Enzyme Concentration
The higher the concentration of enzymes the reaction rate increases directly proportionally. Assuming that the substrate is always in excess, the reaction rate will always increase in direct proportion, but if the substrate is not in excess, then the increase in reaction rate will decrease and will eventually reach a point where the maximum rate of reaction is reached. This is due to the fact that at higher enzyme concentrations, there will not be enough substrate molecules for all the enzymes to catalyse, therefore adding more enzymes will have no effect on the rate of reaction. The graph shows the relationship between increasing reaction rates and the concentration of enzymes.
Enzyme Inhibitors
Enzyme inhibitors are substances which alter the catalytic action of the enzyme and consequently slow down, or in some cases, stop catalysis. There are three common types of enzyme inhibition - competitive, non-competitive, substrate inhibition and feedback inhibition.
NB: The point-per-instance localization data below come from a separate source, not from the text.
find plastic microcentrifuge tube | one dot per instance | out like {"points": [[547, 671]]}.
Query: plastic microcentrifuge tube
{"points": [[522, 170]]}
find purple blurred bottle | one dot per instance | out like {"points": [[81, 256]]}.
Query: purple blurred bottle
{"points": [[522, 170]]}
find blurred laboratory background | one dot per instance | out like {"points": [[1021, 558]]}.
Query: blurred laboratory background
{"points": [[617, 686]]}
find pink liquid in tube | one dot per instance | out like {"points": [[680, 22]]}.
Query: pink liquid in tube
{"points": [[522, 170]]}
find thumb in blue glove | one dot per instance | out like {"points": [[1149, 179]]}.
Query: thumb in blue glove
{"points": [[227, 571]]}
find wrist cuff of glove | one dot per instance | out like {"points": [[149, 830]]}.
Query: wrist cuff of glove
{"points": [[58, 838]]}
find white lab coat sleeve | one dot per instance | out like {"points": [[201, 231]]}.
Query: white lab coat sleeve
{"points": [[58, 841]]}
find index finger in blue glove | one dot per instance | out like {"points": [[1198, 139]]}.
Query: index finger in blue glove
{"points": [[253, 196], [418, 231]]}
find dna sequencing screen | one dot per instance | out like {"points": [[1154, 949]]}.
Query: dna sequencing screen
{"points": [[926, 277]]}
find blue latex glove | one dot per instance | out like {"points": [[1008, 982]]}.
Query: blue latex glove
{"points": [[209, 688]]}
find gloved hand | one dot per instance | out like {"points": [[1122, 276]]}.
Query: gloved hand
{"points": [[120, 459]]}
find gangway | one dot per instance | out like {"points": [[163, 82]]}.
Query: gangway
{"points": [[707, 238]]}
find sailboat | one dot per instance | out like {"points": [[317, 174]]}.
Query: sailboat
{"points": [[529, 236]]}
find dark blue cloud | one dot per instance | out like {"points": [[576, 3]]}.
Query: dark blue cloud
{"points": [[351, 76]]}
Competitive inhibitors have a shape resembling that of the substrate molecules; they can therefore fit into the active site of the enzyme, while there the substrate molecule cannot be catalysed due to the inhibitor being in the way, the reaction rate is therefore reduced. How much the reaction rate is reduced depends on the concentration of inhibitor relative to that of the substrate. This category of competitive inhibitor can be broken down into reversible and non reversible inhibition. Reversible inhibitors spend an interval of time before leaving, so the reaction rate is lowered but not by as much as the non-reversible inhibitors, which permanently bond the enzymes active site, rendering the enzyme useless, therefore lowering the rate of reaction considerably more. Non-competitive inhibitors are molecules that fit into another part of the enzyme, not the active site, and change the shape of the active site there. These are non competitive, as they do not compete with the substrate for the active site. These non-competitive inhibitors decrease the reaction rate considerably due to the fact that no substrate molecules can stop them from bonding to the part of the enzyme that they do. Substrate inhibition occurs where there is such a high number of substrate molecules that they actually block each other from access to the active site, therefore reducing the number of substrate molecules broken down. The concentration of substrate molecules must be extremely high for this to happen, but when it does, it affects the reaction rate considerably. Feedback inhibition occurs where a product of enzyme catalysis is either a non-competitive inhibitor of an enzyme, or is a competitive inhibitor for another enzyme in the chain of enzymes, therefore the reaction rate can reach a maximum, no matter how high the substrate or enzyme concentration, as the increased products that this produces results in more products that are inhibitors made which directly decreases the rate of reaction proportionally.